Coprodotta dal Ministero della Cultura e dal MAXXI, è stata curata da Giorgio Calcara con la nipote Grazia Cristina Battiato, figlia del fratello Michele. Organizzata da C.O.R. Creare Organizzare Realizzare di Alessandro Nicosia in collaborazione con la Fondazione Franco Battiato ETS, è stata creata, come ha detto Grazia Cristina Battiato nella presentazione della mostra venerdì, “per portare alle nuove generazioni il messaggio di Franco Battiato perché possano, attraverso la sua musica e la sua arte, capire che l’amore e la gentilezza abbattono i muri”. La mostra sarà visitabile nello spazio Extra del MAXXI fino al 26 aprile.
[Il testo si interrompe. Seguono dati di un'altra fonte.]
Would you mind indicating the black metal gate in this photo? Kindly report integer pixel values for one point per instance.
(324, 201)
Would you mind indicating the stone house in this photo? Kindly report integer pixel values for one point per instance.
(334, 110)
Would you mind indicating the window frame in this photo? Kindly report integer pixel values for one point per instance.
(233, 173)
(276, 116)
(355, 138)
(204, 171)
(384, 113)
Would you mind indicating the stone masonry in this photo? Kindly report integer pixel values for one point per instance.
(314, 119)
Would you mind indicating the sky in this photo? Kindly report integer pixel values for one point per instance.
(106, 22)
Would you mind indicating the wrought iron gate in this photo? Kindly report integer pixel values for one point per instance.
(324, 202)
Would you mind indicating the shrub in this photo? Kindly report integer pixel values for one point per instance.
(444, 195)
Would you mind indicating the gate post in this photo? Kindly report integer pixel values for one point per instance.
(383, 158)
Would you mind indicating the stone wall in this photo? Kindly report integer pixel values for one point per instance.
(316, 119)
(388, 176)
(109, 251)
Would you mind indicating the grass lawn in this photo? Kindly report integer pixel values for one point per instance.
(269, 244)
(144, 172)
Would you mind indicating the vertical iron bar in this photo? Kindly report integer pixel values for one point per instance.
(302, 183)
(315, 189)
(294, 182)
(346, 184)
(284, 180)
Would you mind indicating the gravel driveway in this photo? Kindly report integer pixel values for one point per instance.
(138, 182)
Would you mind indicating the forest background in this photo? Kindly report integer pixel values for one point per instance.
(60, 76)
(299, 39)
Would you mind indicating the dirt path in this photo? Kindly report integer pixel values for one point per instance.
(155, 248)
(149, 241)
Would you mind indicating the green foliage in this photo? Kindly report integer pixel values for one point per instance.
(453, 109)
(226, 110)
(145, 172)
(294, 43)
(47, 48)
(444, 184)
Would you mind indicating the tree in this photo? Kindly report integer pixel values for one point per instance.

La mostra si articola in uno spazio di 500 metri quadrati. L’omaggio sonoro alla musica di Battiato è minimo, si spande in sottofondo ma parte da un un ottagono nel quale è sato montato un impianto acustico dietro le tende nere. Nel camerino si possono ascoltare al buio, restando finalmente soli, con l’aiuto dell’audio di qualità di 11 casse in Dolby Atmos, cinque capolavori pop di Battiato. Il video parte un attimo dopo l’audio ma la piccola smagliatura non stona nella casa momentanea di Battiato ricomposta al MAXXI. Anzi. Sembra quasi di sentirlo il ‘Maestro’, preciso e meticoloso nella sua leggerezza, che se la ride degli adepti di ogni età che ascoltano e talvolta ballano (le più giovani) “Cerco un centro di gravità permanente”, in religioso silenzio, al buio, in gruppi di poche persone, celebrando la fede nello splendido ballerino col colbacco di astrakan che dallo schermo li guarda ironico mentre balla e canta fuori sincro.